Elizabeth Economy is C.V. Starr Senior Fellow and Director of Asia Studies at the Council on Foreign Relations and the author of The River Runs Black: The Environmental Challenge to China's Future.

STAYING THE COURSE ON CHINA

After almost three years of calm, the American debate over China policy is set to heat up again. Like Bill Clinton, George W. Bush came into office pushing for a tougher approach to Beijing. And like his predecessor, Bush soon changed his tune. But if the Clinton administration's shift reflected a deep-rooted embrace of the logic of engagement, the Bush administration's shift has appeared more tactical, reflecting a realist appreciation for alliances of convenience during times of crisis. Now that the initial and most urgent phases of the war on terrorism have passed, China policy is likely to find its way back onto the agenda of hard-liners who consider the country a strategic competitor. They are likely to be joined by those who think that tough talk about trade deficits and China's human rights violations makes for good campaign politics. With the bilateral trade deficit now at $120 billion, Beijing's reported backsliding on human rights, and its heavy-handed diplomacy with Hong Kong and Taiwan, 2004 could be a banner year for the critics of engagement. Yet a return to China-bashing and to a strategy of containment would be a mistake. The past 30 years have demonstrated that engagement works -- if not exactly in the way its advocates predicted.

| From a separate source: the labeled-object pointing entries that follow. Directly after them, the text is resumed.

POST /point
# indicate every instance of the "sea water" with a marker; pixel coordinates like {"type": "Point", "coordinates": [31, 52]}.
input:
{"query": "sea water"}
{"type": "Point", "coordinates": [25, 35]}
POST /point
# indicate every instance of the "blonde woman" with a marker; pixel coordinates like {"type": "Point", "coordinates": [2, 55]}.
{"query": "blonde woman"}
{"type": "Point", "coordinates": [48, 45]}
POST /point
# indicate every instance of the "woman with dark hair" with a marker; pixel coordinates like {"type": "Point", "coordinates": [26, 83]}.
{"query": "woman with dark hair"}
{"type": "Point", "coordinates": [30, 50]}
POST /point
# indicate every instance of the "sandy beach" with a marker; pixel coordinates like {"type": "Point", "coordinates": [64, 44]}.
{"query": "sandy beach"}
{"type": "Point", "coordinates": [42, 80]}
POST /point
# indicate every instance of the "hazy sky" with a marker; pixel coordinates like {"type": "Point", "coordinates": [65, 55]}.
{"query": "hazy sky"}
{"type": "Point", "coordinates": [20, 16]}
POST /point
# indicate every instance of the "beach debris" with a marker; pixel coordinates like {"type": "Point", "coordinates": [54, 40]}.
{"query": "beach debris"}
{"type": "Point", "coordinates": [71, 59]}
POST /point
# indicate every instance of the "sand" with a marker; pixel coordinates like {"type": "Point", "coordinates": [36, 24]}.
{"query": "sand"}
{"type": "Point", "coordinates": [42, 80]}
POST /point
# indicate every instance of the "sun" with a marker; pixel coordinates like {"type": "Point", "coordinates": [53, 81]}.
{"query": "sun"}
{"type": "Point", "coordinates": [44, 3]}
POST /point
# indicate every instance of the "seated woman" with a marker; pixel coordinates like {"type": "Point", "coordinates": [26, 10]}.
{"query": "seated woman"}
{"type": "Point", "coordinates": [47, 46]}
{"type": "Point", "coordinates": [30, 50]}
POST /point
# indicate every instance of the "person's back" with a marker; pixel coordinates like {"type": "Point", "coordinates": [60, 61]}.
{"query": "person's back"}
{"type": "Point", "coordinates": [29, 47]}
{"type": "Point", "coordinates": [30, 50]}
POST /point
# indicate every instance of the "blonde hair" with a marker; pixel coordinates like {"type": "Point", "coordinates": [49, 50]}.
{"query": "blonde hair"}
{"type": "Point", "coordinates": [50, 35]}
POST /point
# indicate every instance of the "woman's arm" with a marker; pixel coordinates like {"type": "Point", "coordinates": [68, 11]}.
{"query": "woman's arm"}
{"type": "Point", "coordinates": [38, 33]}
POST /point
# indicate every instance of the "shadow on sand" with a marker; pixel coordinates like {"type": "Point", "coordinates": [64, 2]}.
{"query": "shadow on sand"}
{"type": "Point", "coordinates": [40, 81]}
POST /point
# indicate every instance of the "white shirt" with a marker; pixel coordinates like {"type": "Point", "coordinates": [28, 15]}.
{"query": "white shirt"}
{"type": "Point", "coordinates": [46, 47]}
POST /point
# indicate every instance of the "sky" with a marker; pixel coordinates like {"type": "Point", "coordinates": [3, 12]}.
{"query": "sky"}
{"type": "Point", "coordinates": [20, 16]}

Supporters of engagement long argued that it would help tame China through a traditional pattern of modernization: economic growth and increased connection with the outside world would spur the development of a Chinese middle class that would in turn press for capitalism, democracy, and peace. But in fact, although China has gotten richer, economic reforms have not led directly to political ones. Economic liberalization is indeed breeding a middle class with a new set of demands, including protection of private assets, access to unfiltered information, and a greater political voice. So far, however, the middle class has not organized in any meaningful way to push for wholesale political change. Instead, that change is occurring primarily in response to the negative effects of China's market transition.